Par ailleurs, Baumann a rédigé trois questions à propos du Kazakhstan que Christa Markwalder a transmises à la Commission des affaires étrangères. Leur énoncé a également été revu par les Kazakhs, ce que Markwalder, à ses dires, ignorait aussi. Désignée présidente du Conseil national pour 2016, Christa Markwalder affirme être « choquée que Baumann ait discuté chaque détail avec les Kazakhs sans me le faire savoir. Il ne se peut tout de même pas que quelqu’un encaisse de l’argent quand je dépose une interpellation qui vise à améliorer les relations entre la Suisse et le Kazakhstan. »
Marie-Louise Baumann affirme que, rétrospectivement, elle aurait certainement dû se montrer « plus méfiante » à l’endroit de Perouachev. Il lui avait paru crédible qu’il veuille modifier pas à pas les conditions dans son pays.
Elle ne se serait pas laisser mobiliser par le gouvernement. Commentaire des circonstances de l’interpellation : « Je ne crois pas que Christa Markwalder savait que nous avions retiré la notion de droits de l’homme à la demande des Kazakhs. » Pour le reste, la partie kazakhe aurait mis un terme au mandat le 29 avril 2015, sans motiver la mesure. Au total, Burson-Marsteller aurait facturé quelque 150’000 francs pour un mandat d’une durée de plus de deux ans.
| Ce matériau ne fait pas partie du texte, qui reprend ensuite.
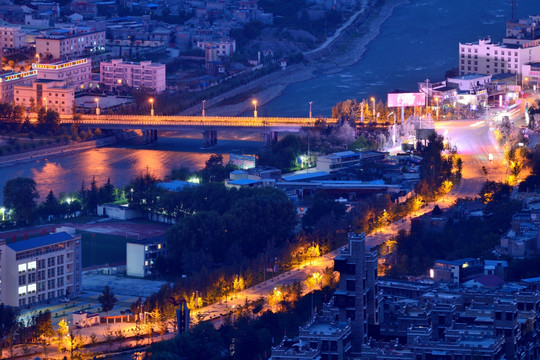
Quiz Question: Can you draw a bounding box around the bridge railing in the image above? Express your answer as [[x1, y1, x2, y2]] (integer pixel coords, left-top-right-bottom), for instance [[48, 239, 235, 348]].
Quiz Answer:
[[60, 114, 337, 127]]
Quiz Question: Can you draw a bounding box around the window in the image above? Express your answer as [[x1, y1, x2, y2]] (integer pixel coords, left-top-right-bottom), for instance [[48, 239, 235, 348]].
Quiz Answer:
[[19, 275, 26, 285], [18, 286, 26, 296], [28, 283, 36, 293], [18, 263, 27, 273]]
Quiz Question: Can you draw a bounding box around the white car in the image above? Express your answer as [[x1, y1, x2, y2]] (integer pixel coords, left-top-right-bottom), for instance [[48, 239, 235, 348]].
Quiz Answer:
[[59, 298, 71, 303]]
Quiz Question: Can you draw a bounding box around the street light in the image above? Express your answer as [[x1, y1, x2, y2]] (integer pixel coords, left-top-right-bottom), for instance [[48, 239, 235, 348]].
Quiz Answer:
[[149, 98, 154, 116], [43, 97, 47, 112], [370, 97, 375, 122], [202, 99, 206, 117], [0, 207, 5, 221], [252, 99, 258, 118], [94, 97, 100, 115], [434, 96, 439, 121], [35, 53, 40, 64], [309, 101, 313, 119]]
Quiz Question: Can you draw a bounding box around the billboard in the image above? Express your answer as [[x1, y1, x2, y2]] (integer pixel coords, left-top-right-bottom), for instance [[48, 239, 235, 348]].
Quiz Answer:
[[387, 92, 426, 107]]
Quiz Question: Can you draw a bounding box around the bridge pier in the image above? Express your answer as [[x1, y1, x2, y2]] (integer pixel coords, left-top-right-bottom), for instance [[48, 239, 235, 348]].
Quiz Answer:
[[143, 130, 158, 143], [202, 130, 217, 147], [153, 129, 158, 141], [263, 130, 278, 145]]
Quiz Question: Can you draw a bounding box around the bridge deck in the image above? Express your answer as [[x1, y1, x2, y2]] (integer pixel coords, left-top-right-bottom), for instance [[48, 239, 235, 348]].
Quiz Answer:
[[59, 115, 337, 129]]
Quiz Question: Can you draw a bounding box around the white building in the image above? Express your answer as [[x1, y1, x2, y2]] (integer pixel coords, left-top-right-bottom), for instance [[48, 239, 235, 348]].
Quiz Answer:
[[447, 74, 492, 91], [33, 58, 92, 90], [316, 151, 362, 173], [0, 25, 26, 49], [0, 70, 37, 103], [35, 30, 105, 60], [459, 37, 540, 78], [0, 231, 82, 307], [126, 237, 166, 278], [14, 79, 75, 114], [100, 59, 166, 93], [196, 39, 236, 57]]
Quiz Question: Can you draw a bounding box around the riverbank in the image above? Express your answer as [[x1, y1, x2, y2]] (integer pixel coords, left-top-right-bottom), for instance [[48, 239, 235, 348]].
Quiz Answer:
[[0, 131, 138, 168], [180, 0, 406, 118]]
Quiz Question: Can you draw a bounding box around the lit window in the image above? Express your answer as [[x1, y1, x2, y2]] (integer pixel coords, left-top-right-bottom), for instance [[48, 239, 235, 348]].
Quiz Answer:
[[18, 286, 26, 295], [158, 244, 162, 249], [28, 284, 36, 293], [27, 261, 36, 271], [145, 246, 148, 251], [145, 261, 149, 266], [18, 264, 26, 273]]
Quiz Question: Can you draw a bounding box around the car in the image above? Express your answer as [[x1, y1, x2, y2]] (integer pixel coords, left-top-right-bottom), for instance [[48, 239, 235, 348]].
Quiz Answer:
[[59, 298, 71, 303]]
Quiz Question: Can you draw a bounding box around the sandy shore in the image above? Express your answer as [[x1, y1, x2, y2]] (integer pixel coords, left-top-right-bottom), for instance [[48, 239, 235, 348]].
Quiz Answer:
[[179, 0, 408, 117]]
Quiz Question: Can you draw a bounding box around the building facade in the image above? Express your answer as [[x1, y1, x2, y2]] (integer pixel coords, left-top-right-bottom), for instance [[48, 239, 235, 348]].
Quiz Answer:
[[33, 58, 92, 90], [100, 59, 166, 93], [459, 37, 540, 78], [0, 25, 26, 49], [14, 79, 75, 114], [0, 70, 37, 103], [35, 30, 105, 60], [126, 237, 167, 278], [0, 231, 82, 307]]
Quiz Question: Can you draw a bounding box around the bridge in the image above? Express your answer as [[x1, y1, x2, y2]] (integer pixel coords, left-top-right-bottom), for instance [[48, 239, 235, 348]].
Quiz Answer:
[[59, 114, 337, 145]]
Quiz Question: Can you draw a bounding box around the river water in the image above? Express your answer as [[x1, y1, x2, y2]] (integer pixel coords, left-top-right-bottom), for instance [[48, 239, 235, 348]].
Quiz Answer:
[[0, 131, 263, 203], [0, 0, 538, 203], [264, 0, 539, 117]]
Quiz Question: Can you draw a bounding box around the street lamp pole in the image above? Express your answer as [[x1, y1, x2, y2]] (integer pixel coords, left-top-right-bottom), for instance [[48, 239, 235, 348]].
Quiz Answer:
[[43, 97, 47, 112], [387, 112, 395, 145], [202, 100, 206, 117], [435, 96, 439, 121], [370, 97, 375, 122], [309, 101, 313, 119], [94, 98, 100, 115], [149, 98, 154, 116], [252, 99, 258, 118]]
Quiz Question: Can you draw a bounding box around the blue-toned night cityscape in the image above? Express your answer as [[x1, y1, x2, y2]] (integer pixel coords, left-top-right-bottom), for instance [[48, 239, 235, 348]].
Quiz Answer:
[[1, 0, 540, 359]]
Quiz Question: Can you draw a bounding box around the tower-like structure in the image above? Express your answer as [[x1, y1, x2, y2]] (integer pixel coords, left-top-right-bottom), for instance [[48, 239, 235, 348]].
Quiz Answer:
[[333, 233, 378, 354]]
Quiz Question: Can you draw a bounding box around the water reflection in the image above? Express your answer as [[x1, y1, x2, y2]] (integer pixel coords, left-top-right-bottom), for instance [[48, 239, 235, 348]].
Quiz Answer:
[[0, 131, 264, 203]]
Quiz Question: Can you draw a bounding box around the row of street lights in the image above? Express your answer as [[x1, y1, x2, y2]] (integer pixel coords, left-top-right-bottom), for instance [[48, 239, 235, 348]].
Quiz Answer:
[[93, 97, 155, 116], [200, 99, 316, 118]]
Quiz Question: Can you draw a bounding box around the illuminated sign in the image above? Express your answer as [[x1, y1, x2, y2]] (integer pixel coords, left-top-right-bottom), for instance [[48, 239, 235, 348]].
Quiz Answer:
[[0, 70, 37, 83], [33, 59, 88, 70], [387, 92, 426, 107]]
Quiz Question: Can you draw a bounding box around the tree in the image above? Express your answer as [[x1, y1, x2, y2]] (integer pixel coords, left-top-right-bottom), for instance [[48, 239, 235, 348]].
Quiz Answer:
[[33, 310, 55, 340], [3, 177, 39, 224], [98, 286, 118, 312], [39, 190, 62, 219], [0, 304, 18, 355], [86, 176, 99, 214], [99, 177, 116, 204], [37, 109, 60, 134], [129, 170, 161, 215]]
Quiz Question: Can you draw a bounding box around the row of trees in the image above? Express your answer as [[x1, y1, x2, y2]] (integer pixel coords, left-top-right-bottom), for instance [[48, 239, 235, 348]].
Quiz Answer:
[[0, 103, 62, 135], [2, 176, 119, 225]]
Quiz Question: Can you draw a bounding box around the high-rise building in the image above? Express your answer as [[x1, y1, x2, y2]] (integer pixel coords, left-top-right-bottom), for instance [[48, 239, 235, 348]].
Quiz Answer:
[[0, 231, 82, 307], [333, 232, 379, 354]]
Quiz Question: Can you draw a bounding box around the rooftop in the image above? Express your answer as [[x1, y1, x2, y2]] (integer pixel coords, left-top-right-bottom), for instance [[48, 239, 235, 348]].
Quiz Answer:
[[6, 232, 74, 252]]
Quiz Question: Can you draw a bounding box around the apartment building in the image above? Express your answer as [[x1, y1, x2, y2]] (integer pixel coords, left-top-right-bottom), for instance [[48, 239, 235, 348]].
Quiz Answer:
[[0, 231, 82, 307], [0, 70, 37, 103], [0, 25, 26, 49], [14, 79, 75, 114], [35, 29, 105, 60], [126, 237, 167, 278], [196, 39, 236, 57], [100, 59, 166, 93], [33, 58, 92, 90], [459, 37, 540, 77]]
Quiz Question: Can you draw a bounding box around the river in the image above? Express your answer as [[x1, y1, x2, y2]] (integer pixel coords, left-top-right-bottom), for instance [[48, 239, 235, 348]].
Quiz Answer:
[[264, 0, 539, 117], [0, 131, 263, 203], [0, 0, 538, 203]]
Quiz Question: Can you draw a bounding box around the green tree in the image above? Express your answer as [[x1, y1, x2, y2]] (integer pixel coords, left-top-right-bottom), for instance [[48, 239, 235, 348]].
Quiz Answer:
[[99, 177, 116, 204], [129, 170, 161, 215], [0, 304, 19, 354], [39, 190, 63, 219], [32, 310, 55, 340], [3, 177, 39, 224], [98, 285, 118, 312], [86, 176, 99, 214]]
Le pseudo-parti d’opposition qui embobine les politiciens suisses
Le parti Ak Schol, qui se présente face aux politiciens suisses comme une opposition libérale, est très fidèle au régime. Une simple recherche Google permet de dénicher des informations de think-tanks internationaux et de médias qui décrivent Ak Schol comme une pseudo-opposition. Le chef du parti Asat Perouachev est un proche de Timour Koulibaïev, le gendre du chef de l’Etat Nazarbaïev. Plusieurs courriels évoquent le fait que Perouachev aurait même pu discuter avec Koulibaïev les actions de lobbying à entreprendre à Berne. Dans un courriel envoyé du compte de Perouachev le 15 juin 2013, il est demandé qu’une personne aux initiales T. A. donne son feu vert à l’interpellation Markwalder : T. A. sont les initiales des prénoms de Koulibaïev. Si T. A. représente bel et bien Koulibaïev – il n’y a pas de preuves mais des indices – la famille du dictateur aurait piloté l’interpellation elle même.
Même si une interpellation est un instrument plutôt modeste, la mention explicite d’Ak Schol reste une pièce du puzzle pour construire aux yeux de l’Occident une façade de multipartisme. Il ressort des courriels que Burson-Marsteller édifiait au départ de la Suisse un « Public Affairs Effort » de dimension européenne pour le compte d’Ak Schol.